Editors Note: I’ve had some nice success with all in on products like the Zoom Q8
Computer and Interfaces
If you already have a functioning and relatively up-to-date computer it makes sense to consider using it as the core of your digital audio workstation (DAW). To do so, you will need to purchase an audio interface. Like digital recorders, interfaces come in all sizes, price ranges, and feature sets. You want to make sure the interface you choose is compatible with your computer and OS, and you want to get at least two microphone inputs with 48v phantom power available. Interfaces can get expensive, but entry-level ones by Focusrite, M-Audio, and Presonus are perfectly serviceable. A step up on the price ladder, something like the Apogee Duet (Mac only) will effectively put you on par with many semi-pro studios.
You will also need software for editing. Again, your OS and computer will dictate what’s available; keep in mind that free software DAWs are perfectly fine for learning the ropes. You can always upgrade at a later time once your needs become more sophisticated.
It’s NOT all about the gear
The greatest peril of getting the home recording bug lies in the allure of higher quality, more expensive gear, and its promise of “magical” results. The truth is that mid-level microphones and converters would be perfectly fine for the vast majority of situations that require serviceable, professional results, and that a good recording depends in a much greater way on the abilities of the engineer (in this case, YOU) and the acoustic qualities of the room than on the minute differences between the performance of a $500 mic vs. a $1000 one (hint: the second one is generally NOT twice as good). Conversely, I think it’d be unlikely for someone to produce a truly commercial grade recording in their home studio without investing some serious money in acoustical treatment and noise isolation (we’re easily talking a few thousand dollars).

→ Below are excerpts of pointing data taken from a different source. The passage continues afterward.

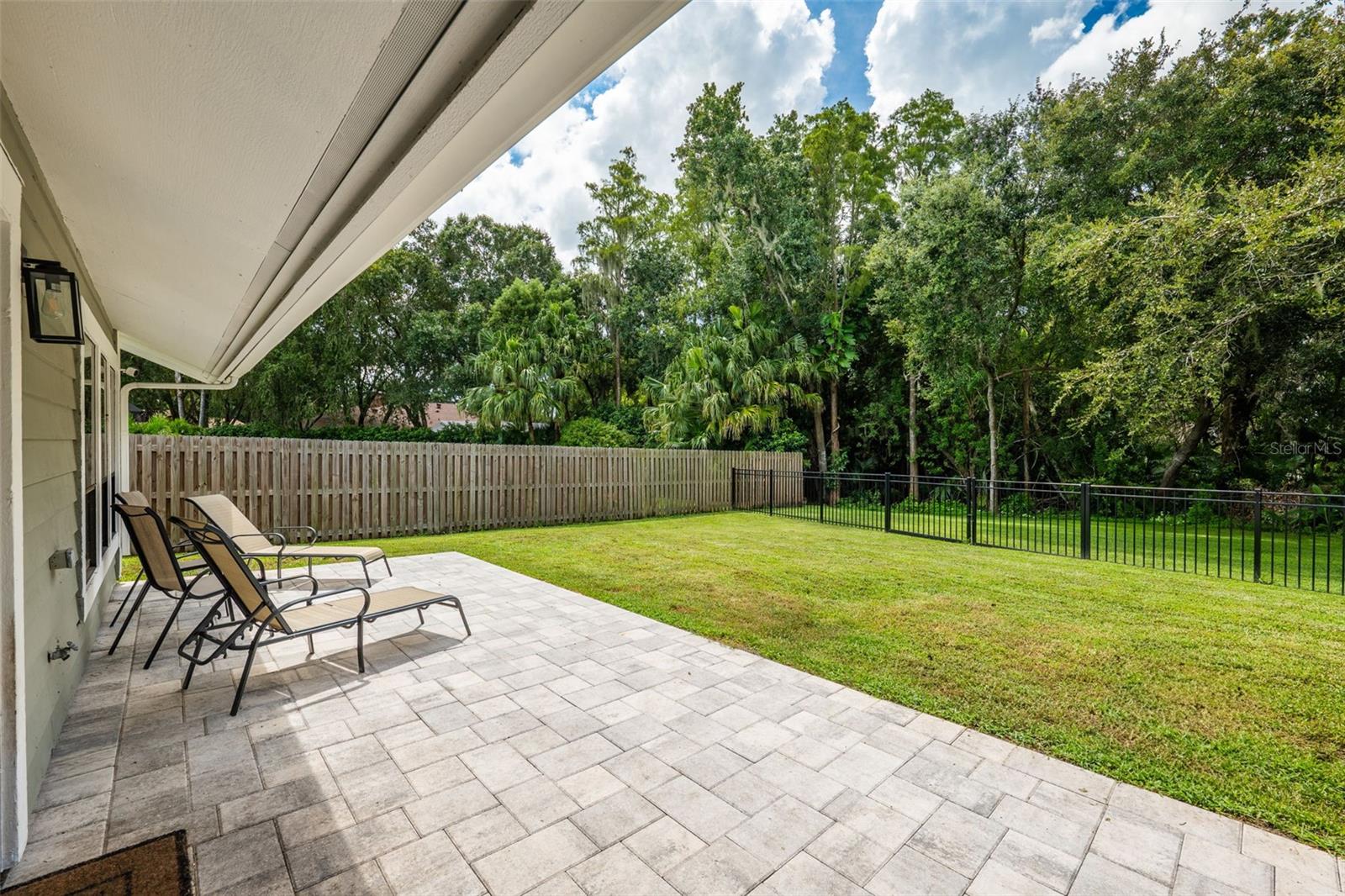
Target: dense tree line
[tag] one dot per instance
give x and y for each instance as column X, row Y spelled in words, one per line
column 1131, row 279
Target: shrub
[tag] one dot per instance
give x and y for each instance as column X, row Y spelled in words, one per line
column 161, row 425
column 591, row 432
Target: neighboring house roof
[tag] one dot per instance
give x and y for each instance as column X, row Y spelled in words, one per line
column 225, row 168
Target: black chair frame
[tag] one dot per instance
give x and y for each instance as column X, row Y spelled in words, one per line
column 181, row 589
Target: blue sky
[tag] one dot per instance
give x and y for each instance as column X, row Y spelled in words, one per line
column 804, row 54
column 845, row 78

Another overlooked caveat: when self-recording the musician has to act in the three roles of producer, engineer, and performer. Although some people can juggle the necessary and different skillsets (Tillman Hoppstock seems to be able to do so just fine), I would suggest that an extra pair of ears end up making the guitarist’s job much easier. A good producer can help you see through the haze of technical perfectionism and tell you that yes, we do have a real solid take of that passage; if necessary, they will also draw attention to the kind of tiny problems that would become much greater were they to go unnoticed until the editing stages.
The real benefits of having a serviceable recording setup lie in getting more comfortable in front of microphones, learning how to best capture one’s guitar sound by exploring various microphone placing techniques, and, in the case of a mobile setup, the possibility to do location recordings. As you continue to develop your engineering and editing skills you may get to the point where you can rent a quiet, acoustically pleasant location (such as a remote church or a well-insulated performance hall), bring your own gear, and go to town. In light of all of these benefits, it may well be worth it to invest in a standalone recorder or an interface+microphones setup to start experimenting—just don’t end up spending all of your free time reading microphone shootout threads on Gearslutz.com.